Por: A Tribuna
15/09/2019
09:09

Na segunda feira, dia 16 de setembro, o Projeto Luz & Sombras exibe um clássico do neo-realismo que revelou ao mundo o mito Silvana  Mangano “Arroz Amargo”. A exibição acontece no Auditório da Rádio Cultura FM, localizado na Praça Pádua Salles, Centro de Amparo, a partir das 19h30. O filme tem classificação indicativa de 16 anos.

“Arroz Amargo” tem no seu elenco: Silvana Mangano, Doris Dowling, Vittorio Gassman, Raf Vallone , Checco Rissone, Nico Pepe e Andriana Sivieri. O roteiro é de Corrado Alvaro, Giuseppe De Santis, Carlo Lizzani, Carlo Musso e Ivo Perilli. A fotografia é de Otello Martelli, música de Goffredo Petrassi, produção de Dino de Laurentiis e direção de Giuseppe De Santis

O  produção italiana da Lux Film de 1948. Original em preto e branco.

Sinopse

Todo ano, no início do mês de maio, mulheres das mais diversas regiões da Itália deslocam-se para o vale do rio Pó, a fim de participarem do plantio do arroz.  Em Torino, quando um trem se prepara para partir rumo às planícies dos arrozais, Walter Granata, um ladrão de jóias, é perseguido pela polícia.  Conseguindo despistar seus perseguidores, ele faz com que sua cúmplice, Francesca, que se encontra com as jóias estimadas em 5 milhões de liras, embarque no referido trem.

Silvana, uma das plantadoras, percebe tudo e fica de olho em Francesca.  Uma vez no acampamento do arrozal, ela consegue pôr as mãos nas jóias roubadas e, em seguida, tenta fazer com que Francesca seja expulsa do grupo, alegando que ela se encontra ali sem um contrato formal de trabalho. 

A história gira em torno do triângulo amoroso formado pelo golpista Walter, sua amante Francesca e a inocente camponesa Silvana, tendo como pano de fundo a colheita de arroz feita por dezenas de mulheres no miserável Vale do Pó, no interior da Itália.

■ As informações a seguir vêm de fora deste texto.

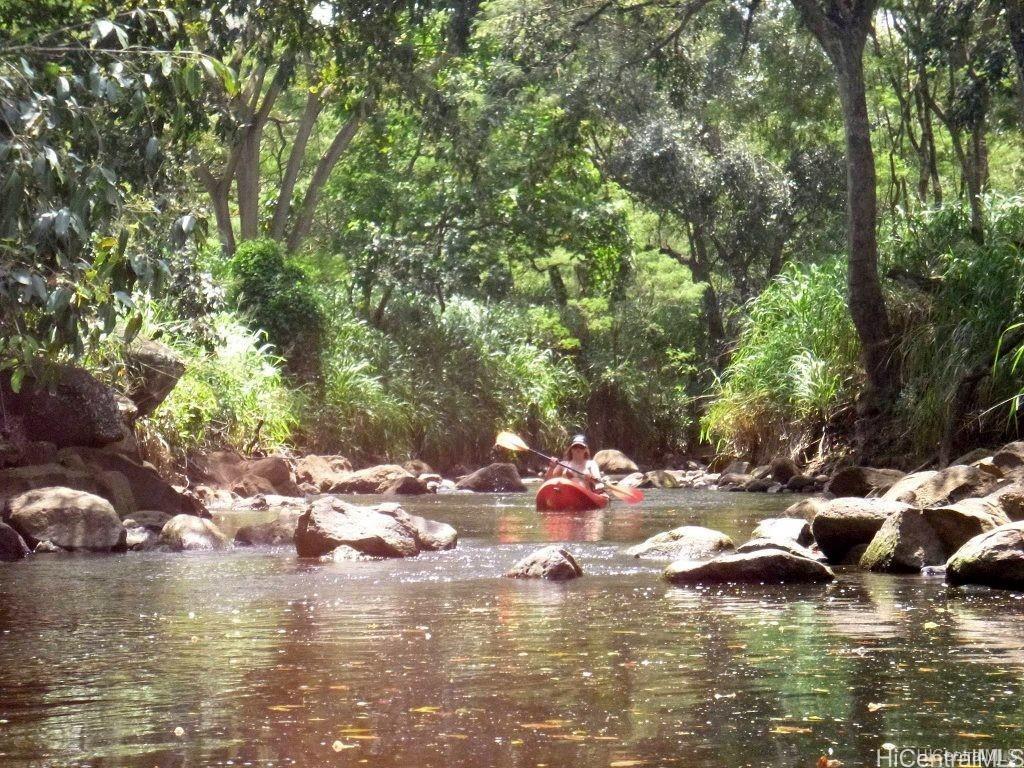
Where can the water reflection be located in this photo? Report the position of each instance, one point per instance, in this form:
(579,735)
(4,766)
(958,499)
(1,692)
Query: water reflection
(261,659)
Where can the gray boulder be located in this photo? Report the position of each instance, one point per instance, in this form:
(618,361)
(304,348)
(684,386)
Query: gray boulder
(385,530)
(80,411)
(497,477)
(786,545)
(612,462)
(12,547)
(946,486)
(273,534)
(684,543)
(554,563)
(844,523)
(994,558)
(862,481)
(793,528)
(186,532)
(153,370)
(70,519)
(761,566)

“Arroz Amargo” é uma das obras fundamentais do neo-realismo italiano. Foi feito em 1948 na Itália arrasada pela Segunda Guerra Mundial (1939-1945), e é tido como um dos marcos do neo-realismo, um dos movimentos mais importantes do cinema, que influenciou profundamente diversos outros movimentos cinematográficos no mundo inteiro, da nouvelle vague francesa ao cinema novo brasileiro e também o cinema independente americano.

 “Arroz Amargo” (em italiano “Riso Amaro”, que também pode significar “Riso Amargo”) foi o terceiro filme de Giuseppe De Santis.O diretor em vários filmes mostrou a propensão em filmar temas relacionados com a  comunidade rural italiana.

É também o filme que lançou ao mundo uma atriz que viria a ser uma das maiores estrelas do cinema de todos os tempos, Silvana Mangano, uma mulher de magnífica beleza, das mais magníficas que as telas já conheceram, e que teria interpretações admiráveis em filmes importantíssimos de Pasolini ,Visconti, De Sica e Bava.

O filme conta com a atuação da brilhante atriz norte americana Doris Lawling,que vive a personagem Francesca. E ao lado de Silvana Mangano e de Doris Lowling brilharam também astros como Raff Valone, que seria galã em numerosas produções internacionais, e o excêntrico e versátil Vittorio Gassmann.

Com um filme todo ele filmado em cenários naturais, Giuseppe De Santis presta homenagem às mulheres, e ao trabalho rural, não dispensando a caracterização das condições (por vezes trágicas) por elas vividas. Seja nos cantares, nas danças de campo, no ritmo de trabalho, ou nas suas preocupações diárias, a história é uma explosão de vitalidade e feminilidade pura, sem sofisticações artificiais.

O filme denuncia as duras condições de trabalho das plantadoras de arroz, no vale do Pó. E percorrido por um erotismo exuberante onde domina Silvana Mangano, a mais sensual plantadora de arroz que as águas do Rio Pó banharam, o filme foi um escândalo no seu tempo, tendo sido proibido em Portugal duas semanas após a estréia em 1951.

O produtor de “Arroz Amargo” foi Dino de Laurentis, que gostava de épicos com cenas grandiosas e contratou centenas de extras. O filme concorreu ao Grande Prêmio do Festival de Cannes de 1949, bem como ao Oscar de Melhor Roteiro, em 1951.